OBJECTIVES: Bimekizumab (BKZ), a monoclonal IgG1 antibody that selectively inhibits interleukin (IL)-17F in addition to IL-17A, has demonstrated superior efficacy versus placebo in patients with non-radiographic (nr-) and radiographic (r-) axial spondyloarthritis (axSpA) at Week 16. Here, the objective is to report the efficacy and safety of BKZ at Week 52. METHODS: BE MOBILE 1 (nr-axSpA; NCT03928704) and BE MOBILE 2 (r-axSpA; NCT03928743) comprised a 16-week, double-blind, placebo-controlled period, then a 36-week maintenance period. From Week 16, all patients received subcutaneous BKZ 160 mg every 4 weeks. RESULTS: Improvements versus placebo in Assessment of SpondyloArthritis International Society ≥40% response (primary endpoint), Ankylosing Spondylitis Disease Activity Score, high-sensitivity C-reactive protein levels and MRI inflammation of the sacroiliac joints/spine at Week 16 were sustained to Week 52 in BKZ-randomised patients.
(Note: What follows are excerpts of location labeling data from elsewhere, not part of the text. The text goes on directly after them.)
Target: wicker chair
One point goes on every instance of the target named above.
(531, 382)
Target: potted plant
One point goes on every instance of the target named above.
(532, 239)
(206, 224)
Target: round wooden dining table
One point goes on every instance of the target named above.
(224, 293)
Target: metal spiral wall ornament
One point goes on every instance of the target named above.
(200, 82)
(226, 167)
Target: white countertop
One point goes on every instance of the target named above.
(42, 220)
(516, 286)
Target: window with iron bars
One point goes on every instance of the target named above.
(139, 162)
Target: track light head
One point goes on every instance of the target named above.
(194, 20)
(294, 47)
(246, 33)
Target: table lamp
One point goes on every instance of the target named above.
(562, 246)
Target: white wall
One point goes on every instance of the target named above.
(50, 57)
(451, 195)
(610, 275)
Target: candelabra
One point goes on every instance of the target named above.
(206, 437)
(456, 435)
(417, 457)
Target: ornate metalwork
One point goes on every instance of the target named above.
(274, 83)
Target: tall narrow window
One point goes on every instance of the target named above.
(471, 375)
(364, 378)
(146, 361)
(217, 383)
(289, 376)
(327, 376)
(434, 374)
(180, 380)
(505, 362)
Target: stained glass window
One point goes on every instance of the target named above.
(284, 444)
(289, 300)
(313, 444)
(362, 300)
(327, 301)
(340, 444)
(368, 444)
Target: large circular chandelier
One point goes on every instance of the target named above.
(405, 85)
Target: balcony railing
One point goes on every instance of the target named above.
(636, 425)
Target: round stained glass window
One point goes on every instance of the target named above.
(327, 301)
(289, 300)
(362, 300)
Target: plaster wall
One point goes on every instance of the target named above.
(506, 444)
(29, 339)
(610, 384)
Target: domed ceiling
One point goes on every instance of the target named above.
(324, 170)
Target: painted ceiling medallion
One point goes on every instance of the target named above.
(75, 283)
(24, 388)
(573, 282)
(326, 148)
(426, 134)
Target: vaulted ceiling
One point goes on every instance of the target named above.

At Week 52, responses of patients switching from placebo to BKZ at Week 16 were comparable to BKZ-randomised patients. At Week 52, ≥1 treatment-emergent adverse events (TEAEs) were reported in 183 (75.0%) and 249 (75.5%) patients with nr-axSpA and r-axSpA, respectively. Serious TEAEs occurred in 9 (3.7%) patients with nr-axSpA and 20 (6.1%) patients with r-axSpA. Oral candidiasis was the most frequent fungal infection (nr-axSpA: 18 (7.4%); r-axSpA: 20 (6.1%)). Uveitis occurred in three (1.2%) and seven (2.1%) patients with nr-axSpA and r-axSpA, and inflammatory bowel disease in two (0.8%) and three (0.9%). CONCLUSIONS: At Week 52, dual inhibition of IL-17A and IL-17F with BKZ resulted in sustained efficacy across the axSpA spectrum; the safety profile was consistent with the known safety of BKZ. TRIAL REGISTRATION NUMBER: NCT03928704; NCT03928743.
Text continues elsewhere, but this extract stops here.